Jack London was born in San Francisco on January 12, 1876. Raised in poverty, he started working part-time to support his family at the age of nine and dropped out of school a few years later to work and travel full-time. He educated himself through reading, deriving special pleasure from the stories of Washington Irving and Rudyard Kipling. London spent his teenage years sailing aboard a sealing schooner, tramping across the country as a hobo, and working at a variety of odd jobs. He later drew upon these early adventures in books such as The Cruise of the Dazzler (1902) and The Sea-Wolf (1904).
When he was twenty years old, London enrolled in the University of California at Berkeley. He had just begun to read Charles Darwin’s Origin of Species (1859) and Karl Marx’s Communist Manifesto (1848). The ideas of Darwin and Marx profoundly influenced his thinking and writing. The following year, 1897, London left California for the Klondike gold rush. Although he did not “strike it rich” there, London witnessed a culture and way of life that were to bring him success as a writer. Before he turned twenty-five, London had published his first book, The Son of the Wolf: Tales of the Far North (1900), as well as numerous magazine stories.
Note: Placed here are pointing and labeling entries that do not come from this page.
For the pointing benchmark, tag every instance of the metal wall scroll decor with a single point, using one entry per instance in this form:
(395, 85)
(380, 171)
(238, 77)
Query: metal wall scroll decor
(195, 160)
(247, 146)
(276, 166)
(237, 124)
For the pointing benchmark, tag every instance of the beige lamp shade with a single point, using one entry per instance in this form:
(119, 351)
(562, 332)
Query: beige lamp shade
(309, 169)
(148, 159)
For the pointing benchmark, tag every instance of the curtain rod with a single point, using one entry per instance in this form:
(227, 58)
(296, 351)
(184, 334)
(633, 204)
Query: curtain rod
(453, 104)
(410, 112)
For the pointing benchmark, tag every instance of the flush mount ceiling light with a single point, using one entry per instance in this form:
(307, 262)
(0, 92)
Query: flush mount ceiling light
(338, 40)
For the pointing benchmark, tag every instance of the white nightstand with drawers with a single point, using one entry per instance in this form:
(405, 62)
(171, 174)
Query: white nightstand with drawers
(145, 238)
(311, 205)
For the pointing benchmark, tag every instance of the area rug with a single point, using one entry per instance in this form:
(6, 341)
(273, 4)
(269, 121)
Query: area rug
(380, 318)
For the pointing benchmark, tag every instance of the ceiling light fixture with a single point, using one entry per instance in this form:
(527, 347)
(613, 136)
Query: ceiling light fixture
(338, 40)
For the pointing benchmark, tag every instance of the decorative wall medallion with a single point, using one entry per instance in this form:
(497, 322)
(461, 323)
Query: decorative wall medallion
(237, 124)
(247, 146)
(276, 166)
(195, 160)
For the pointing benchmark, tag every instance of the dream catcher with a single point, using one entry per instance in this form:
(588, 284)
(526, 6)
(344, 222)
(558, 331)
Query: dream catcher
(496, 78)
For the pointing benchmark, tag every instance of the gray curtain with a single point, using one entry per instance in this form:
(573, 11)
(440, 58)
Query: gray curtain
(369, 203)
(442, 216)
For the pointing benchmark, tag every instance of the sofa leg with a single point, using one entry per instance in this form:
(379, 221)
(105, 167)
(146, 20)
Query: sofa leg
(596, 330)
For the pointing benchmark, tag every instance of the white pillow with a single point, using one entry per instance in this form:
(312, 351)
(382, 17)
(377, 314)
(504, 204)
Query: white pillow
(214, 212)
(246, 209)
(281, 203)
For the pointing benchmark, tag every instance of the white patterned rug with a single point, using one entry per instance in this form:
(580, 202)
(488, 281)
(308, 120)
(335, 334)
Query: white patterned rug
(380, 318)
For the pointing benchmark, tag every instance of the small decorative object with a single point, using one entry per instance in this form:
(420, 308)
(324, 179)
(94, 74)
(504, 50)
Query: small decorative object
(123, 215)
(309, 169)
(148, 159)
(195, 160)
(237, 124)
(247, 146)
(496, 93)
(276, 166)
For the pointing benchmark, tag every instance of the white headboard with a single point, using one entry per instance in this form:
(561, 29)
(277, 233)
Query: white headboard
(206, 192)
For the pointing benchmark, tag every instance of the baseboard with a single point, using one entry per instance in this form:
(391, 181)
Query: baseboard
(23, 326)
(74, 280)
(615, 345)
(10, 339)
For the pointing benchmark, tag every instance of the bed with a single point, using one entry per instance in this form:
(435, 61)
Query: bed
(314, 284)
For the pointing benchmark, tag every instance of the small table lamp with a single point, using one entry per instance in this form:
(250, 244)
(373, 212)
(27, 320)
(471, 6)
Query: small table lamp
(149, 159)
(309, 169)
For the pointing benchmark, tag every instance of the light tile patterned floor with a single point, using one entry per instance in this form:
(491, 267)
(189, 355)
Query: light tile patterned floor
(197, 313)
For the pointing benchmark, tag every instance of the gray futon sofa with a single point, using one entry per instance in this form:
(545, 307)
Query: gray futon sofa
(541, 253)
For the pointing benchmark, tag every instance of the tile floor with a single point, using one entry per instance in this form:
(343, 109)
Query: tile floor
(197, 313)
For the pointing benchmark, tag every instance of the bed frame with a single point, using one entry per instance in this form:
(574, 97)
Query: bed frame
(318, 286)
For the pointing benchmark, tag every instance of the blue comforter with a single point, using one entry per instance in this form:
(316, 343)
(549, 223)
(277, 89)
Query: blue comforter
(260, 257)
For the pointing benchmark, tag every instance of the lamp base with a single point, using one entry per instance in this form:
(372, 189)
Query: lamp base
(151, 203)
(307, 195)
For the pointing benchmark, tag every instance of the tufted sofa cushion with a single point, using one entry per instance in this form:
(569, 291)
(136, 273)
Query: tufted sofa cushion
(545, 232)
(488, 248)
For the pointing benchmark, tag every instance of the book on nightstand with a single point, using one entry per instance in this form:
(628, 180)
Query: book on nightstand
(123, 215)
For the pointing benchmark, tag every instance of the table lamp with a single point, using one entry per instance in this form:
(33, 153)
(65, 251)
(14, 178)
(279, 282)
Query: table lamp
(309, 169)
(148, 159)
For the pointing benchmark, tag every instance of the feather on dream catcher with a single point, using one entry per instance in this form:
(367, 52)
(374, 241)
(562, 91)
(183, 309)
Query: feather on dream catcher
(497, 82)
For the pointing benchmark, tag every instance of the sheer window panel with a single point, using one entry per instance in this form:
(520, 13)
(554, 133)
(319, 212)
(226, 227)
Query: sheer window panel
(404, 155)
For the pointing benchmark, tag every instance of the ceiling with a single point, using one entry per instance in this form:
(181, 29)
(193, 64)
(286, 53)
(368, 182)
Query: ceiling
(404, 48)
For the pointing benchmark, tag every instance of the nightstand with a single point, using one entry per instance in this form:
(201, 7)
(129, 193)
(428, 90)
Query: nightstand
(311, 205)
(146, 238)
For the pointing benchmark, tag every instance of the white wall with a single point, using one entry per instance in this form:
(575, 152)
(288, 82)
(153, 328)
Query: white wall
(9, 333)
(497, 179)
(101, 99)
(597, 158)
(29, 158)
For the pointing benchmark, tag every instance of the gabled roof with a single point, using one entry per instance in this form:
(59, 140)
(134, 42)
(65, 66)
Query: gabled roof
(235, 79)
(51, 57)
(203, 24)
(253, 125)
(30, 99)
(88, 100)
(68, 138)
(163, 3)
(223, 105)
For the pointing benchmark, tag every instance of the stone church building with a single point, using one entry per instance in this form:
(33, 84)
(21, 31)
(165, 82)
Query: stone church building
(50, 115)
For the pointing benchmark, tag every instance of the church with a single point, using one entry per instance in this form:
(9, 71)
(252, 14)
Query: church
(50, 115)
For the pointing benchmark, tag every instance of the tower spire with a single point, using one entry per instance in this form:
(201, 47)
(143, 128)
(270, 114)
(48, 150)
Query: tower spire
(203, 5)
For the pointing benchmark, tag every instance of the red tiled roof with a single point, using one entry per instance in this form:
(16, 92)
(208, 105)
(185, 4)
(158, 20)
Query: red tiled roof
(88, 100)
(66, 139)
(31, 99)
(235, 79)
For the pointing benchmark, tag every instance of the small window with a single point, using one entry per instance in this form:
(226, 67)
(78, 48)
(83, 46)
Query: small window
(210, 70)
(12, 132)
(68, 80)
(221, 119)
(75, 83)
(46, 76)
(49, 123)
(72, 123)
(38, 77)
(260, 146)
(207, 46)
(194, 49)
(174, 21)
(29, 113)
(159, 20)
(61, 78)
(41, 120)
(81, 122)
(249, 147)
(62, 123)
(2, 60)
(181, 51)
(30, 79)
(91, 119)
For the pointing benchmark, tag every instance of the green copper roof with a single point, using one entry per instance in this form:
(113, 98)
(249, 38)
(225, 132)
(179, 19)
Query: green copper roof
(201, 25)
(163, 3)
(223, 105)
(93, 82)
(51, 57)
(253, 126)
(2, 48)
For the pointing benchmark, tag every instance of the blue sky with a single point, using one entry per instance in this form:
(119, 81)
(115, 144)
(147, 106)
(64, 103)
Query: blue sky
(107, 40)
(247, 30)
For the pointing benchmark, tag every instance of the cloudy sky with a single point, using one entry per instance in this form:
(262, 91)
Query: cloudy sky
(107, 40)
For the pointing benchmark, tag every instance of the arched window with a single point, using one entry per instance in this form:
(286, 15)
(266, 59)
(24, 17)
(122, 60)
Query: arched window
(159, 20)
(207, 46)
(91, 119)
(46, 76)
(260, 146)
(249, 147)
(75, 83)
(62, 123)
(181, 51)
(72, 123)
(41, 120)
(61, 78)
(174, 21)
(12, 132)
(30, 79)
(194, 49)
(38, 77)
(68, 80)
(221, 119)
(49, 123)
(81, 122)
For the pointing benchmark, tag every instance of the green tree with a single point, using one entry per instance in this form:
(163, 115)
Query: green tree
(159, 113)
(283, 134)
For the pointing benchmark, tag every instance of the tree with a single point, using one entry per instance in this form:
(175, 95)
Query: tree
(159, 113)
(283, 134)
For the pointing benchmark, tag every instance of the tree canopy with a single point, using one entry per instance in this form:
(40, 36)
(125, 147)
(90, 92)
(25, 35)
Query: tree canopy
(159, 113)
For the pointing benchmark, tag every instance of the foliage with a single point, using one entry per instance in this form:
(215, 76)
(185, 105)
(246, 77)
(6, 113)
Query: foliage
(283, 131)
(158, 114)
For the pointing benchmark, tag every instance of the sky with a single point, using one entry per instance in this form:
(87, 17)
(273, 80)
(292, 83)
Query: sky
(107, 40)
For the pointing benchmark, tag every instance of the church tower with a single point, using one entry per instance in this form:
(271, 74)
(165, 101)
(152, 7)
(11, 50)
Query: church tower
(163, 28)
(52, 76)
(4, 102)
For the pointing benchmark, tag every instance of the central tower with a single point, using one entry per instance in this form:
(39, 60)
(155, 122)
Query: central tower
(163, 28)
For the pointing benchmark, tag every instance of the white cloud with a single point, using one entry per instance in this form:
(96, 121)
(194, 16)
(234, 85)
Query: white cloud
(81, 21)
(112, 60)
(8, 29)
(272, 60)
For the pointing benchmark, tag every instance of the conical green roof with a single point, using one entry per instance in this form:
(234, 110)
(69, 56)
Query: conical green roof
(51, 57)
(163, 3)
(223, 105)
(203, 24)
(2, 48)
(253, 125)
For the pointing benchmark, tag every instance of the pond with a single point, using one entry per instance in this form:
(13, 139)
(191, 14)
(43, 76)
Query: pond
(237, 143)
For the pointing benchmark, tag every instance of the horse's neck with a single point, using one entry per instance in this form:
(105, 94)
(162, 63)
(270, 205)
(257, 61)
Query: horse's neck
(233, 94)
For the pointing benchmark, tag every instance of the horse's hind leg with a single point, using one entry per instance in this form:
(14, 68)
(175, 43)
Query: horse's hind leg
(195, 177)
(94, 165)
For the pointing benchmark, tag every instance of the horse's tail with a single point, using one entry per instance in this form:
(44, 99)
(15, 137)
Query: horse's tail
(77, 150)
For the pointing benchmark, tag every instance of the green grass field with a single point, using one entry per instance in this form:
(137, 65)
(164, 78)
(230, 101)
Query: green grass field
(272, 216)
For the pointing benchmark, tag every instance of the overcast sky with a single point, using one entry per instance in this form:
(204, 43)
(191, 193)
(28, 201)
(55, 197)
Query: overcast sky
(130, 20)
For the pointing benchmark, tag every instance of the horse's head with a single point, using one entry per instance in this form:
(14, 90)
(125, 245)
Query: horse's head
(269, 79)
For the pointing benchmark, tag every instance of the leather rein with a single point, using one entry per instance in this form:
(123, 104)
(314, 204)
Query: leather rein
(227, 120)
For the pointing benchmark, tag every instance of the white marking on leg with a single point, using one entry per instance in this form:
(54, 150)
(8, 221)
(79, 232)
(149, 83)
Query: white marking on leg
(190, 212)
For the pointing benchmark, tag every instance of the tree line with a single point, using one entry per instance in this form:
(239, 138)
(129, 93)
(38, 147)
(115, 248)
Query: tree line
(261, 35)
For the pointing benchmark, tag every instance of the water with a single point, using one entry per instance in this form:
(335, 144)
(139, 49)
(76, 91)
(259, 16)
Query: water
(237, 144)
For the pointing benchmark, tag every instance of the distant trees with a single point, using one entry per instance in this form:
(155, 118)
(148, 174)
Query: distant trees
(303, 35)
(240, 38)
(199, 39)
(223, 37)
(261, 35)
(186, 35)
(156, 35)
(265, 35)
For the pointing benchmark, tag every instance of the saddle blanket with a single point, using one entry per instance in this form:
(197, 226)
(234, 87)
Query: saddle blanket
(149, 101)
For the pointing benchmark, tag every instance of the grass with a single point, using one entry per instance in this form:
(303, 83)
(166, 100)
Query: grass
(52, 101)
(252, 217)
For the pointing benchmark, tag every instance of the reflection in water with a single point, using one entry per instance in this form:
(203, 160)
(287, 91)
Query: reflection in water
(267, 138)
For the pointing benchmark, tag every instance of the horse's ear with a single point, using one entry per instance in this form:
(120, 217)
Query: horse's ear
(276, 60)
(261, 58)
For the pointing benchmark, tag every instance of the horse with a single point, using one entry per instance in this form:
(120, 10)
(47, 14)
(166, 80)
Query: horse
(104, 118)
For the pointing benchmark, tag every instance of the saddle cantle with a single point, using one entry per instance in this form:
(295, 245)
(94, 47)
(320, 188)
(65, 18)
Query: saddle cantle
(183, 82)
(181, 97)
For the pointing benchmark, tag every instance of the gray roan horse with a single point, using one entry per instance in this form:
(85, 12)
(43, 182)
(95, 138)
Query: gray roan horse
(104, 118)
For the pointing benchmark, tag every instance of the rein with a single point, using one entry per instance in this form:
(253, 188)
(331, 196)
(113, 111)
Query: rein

Jack London died on November 22, 1916, in Santa Rosa, California, a possible suicide. Although he was only forty years old, he had already written fifty-nine books, including novels, short stories, sociological studies, essays, plays, and an autobiography. By his own admission, much of his writing was “hack work.” Nonetheless, his stories from the Klondike continue to make him one of America’s most popular authors. Many of London’s books have been made into movies, and his most popular, The Call of the Wild, has inspired three major film Adaptations.